The instructions below are relevant only if you have a strict GPO policy restricting the certificates that can be installed on your organization's devices.
Starting with Zscaler App 1.2, the network adapter certificate is automatically installed with the App. If you are using an earlier version of the App, you must add an install option (see details for MSI or EXE) to silently install the network adapter signature certificate along with the App.
If you have a strict GPO policy restricting the certificates that can be installed on your organization's devices, you must download the network adapter signature certificate from the Zscaler App Portal then import it into your system trust store to enable silent installation of the Zscaler App on your OU computers. See the instructions below.
Download the Network Adapter Signature Certificate
- From the Zscaler admin portal, go to Policy > Zscaler App Portal.
- In the Zscaler App portal, go to Administration, then to Zscaler App Store.
- Click Download Client Certificates at the top right hand corner.
- Save the certificates to a location of your choice.

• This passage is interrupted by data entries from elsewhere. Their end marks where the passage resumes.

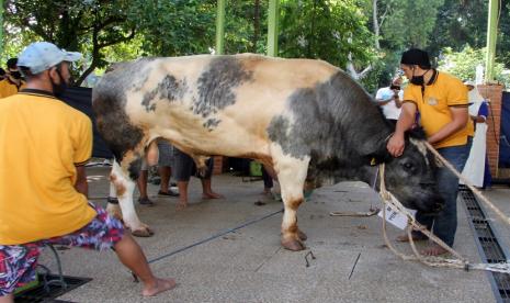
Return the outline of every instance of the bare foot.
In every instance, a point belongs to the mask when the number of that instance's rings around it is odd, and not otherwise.
[[[428,239],[424,235],[412,235],[412,240],[426,240]],[[409,236],[407,234],[398,236],[397,242],[409,242]]]
[[[437,244],[431,244],[429,245],[426,249],[421,250],[420,254],[423,256],[439,256],[439,255],[444,255],[446,254],[447,250],[442,248],[441,246]]]
[[[182,201],[179,201],[179,203],[177,203],[177,206],[175,206],[178,211],[182,211],[185,207],[188,207],[188,202],[182,202]]]
[[[202,199],[223,199],[223,198],[225,198],[223,194],[216,193],[214,191],[204,192],[202,194]]]
[[[173,279],[159,279],[156,278],[156,284],[155,285],[145,285],[144,290],[141,291],[141,294],[144,296],[151,296],[156,295],[160,292],[171,290],[175,288],[177,283],[175,280]]]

Add the Zscaler Network Adapter Signature Certificate to system trust store.
- Select the OU GPO policy you created for the Zscaler App and click Edit.
- Go to Computer Configuration > Policies > Windows Settings > Security Settings > Public Key Policies > Trusted Publishers. Right-click and click Import. Locate and import the Zscaler Network Adapter Signature Certificates (both SHA-1 and SHA-2).
- Execute the command ‘gpupdate.exe /force’ to update.
- Verify that the certificate has been imported to the trust store of the OU's Windows computers with the following steps:
- Log in to a remote Windows computer and go to Run > certmgr.msc.
- Go to Trusted Publishers and verify that the certificates defined with the GPO Policy have been imported into the trust store of the computer.